The Blue House was owned by a woman named Ms. Roberts. On the day of the shooting, several Bird Gang members confronted a son of Ms. Roberts and accused him of snitching on them to the police. Later that day, Ms. Roberts and her two adult sons arrived at the Blue House and attempted to remove the gang members from the property. A gunfight erupted during which Williams and Jones each had a gun and each shot at the Roberts family. During the incident, Williams suffered a gunshot wound and was driven to the hospital by a fellow gang member. Jones alleges that his conviction is invalid because the United States used an “improper indictment procedure.” Jones complains that the prosecution began without an “affidavit of criminal complaint” and that, because he did not know that he was the subject of the grand jury, he did not have an opportunity to object to the composition of

the grand jury. Jones contends that the district court lacked subject matter jurisdiction because the United States offered no proof that he had “contracts in interstate commerce.” Jones should have raised his claims in the district court and on direct appeal. As a general principle, a claim not timely raised is procedurally barred from review in a

collateral action. “The general rule [is] that claims not raised on direct appeal may not be raised on collateral review unless the petitioner shows cause and prejudice.” Massaro v. United States, 538 U.S. 500, 504 (2003). See also Greene v. United States, 880 F.2d 1299, 1305 (11th Cir. 1989) (“In general, a defendant must assert an available challenge to a sentence on direct appeal or be barred from raising the challenge in a section 2255

proceeding.”) See McCoy v. United States, 266 F.3d 1245, 1258 (11th Cir. 2001). Moreover, Jones forfeited these challenges by not timely moving to dismiss in a pre-trial motion under Rule 12(b)(3), Federal Rules of Criminal Procedure, as United States v. Seher, 562 F.3d 1344, 1359 (11th Cir. 2009), instructs: As a preliminary matter, we note that the Appellants appear to have waived their ability to raise this issue because they failed to challenge the indictment on these grounds pre-trial. Generally, a defendant must object before trial to defects in an indictment, and the failure to do so waives any alleged defects. See United States v. Ramirez, 324 F.3d 1225, 1227–28 (11th Cir. 2003) (per curiam) (defendants waived issue of defective indictment where they did not raise a statute of limitations defense to the indictment before trial); see also Fed. R. Crim. P. 12(b)(3), (e).

The only exception to this waiver rule is for claims that the indictment “fails to invoke the court’s jurisdiction or to state an offense,” which may be made at any time during the proceedings.

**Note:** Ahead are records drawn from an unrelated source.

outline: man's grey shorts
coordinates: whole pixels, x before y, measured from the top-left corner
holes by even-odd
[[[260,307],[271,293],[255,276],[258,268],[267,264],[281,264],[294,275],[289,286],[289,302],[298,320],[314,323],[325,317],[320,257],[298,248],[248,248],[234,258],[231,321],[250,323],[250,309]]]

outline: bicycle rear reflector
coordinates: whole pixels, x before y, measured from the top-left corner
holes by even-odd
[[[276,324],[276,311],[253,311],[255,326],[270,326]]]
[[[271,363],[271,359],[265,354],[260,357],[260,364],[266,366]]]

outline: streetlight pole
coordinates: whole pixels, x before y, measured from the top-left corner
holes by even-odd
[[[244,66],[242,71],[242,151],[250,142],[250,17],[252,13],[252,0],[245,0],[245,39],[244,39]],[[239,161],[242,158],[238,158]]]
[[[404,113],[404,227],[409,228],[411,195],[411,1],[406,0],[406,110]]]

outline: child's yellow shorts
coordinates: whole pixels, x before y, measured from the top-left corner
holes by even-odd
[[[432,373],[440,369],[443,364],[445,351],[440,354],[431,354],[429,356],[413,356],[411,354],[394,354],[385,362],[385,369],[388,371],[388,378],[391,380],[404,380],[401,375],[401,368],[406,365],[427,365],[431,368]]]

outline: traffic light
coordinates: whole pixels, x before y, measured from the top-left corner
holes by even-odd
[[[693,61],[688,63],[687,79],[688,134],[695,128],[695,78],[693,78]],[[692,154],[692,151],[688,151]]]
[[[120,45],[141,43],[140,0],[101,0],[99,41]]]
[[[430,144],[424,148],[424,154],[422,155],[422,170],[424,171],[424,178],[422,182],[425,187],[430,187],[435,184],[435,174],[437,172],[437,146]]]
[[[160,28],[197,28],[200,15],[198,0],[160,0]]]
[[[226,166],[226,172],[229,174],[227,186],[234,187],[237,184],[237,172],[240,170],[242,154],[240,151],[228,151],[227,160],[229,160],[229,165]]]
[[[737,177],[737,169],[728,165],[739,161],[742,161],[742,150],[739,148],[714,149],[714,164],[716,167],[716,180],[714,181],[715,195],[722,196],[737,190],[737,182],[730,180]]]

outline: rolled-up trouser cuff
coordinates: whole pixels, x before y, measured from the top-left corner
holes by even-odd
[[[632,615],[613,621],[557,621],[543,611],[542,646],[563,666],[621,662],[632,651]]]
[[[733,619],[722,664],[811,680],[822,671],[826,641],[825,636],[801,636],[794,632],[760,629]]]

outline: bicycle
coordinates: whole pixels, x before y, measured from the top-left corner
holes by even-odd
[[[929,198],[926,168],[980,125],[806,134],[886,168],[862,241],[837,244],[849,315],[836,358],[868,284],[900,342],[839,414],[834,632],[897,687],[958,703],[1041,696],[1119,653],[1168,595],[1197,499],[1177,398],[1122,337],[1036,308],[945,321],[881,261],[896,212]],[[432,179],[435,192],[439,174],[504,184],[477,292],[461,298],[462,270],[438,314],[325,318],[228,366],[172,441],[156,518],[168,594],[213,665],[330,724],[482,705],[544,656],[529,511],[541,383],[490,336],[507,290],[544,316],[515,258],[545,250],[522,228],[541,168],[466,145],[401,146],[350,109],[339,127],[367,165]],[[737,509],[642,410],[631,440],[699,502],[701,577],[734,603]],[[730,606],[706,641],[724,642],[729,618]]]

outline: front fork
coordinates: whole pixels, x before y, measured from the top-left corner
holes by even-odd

A resulting forfeiture for not timely asserting a right is not a new principle. See, e.g., Yakus v. United States, 321 U.S. 414, 444 (1944) (“No procedural principle is more familiar to this Court than that a constitutional right may be forfeited in criminal as well as civil cases by the failure to make timely assertion of the right before a tribunal having jurisdiction to determine it.”). See also Davis v. United States, 411 U.S. 236 (1973) (recognizing that Rule 12 “precludes untimely challenges to grand jury arrays, even when such challenges are on constitutional grounds” and rejecting a direct challenge to the jury selection process in a motion to vacate under Section 2255); United States v. Kaley, 677 F.3d 1316, 1325–26 (11th Cir. 2012) (discussing many rights that are subject to forfeiture in a criminal proceeding), aff'd and remanded, 571 U.S. 320 (2014).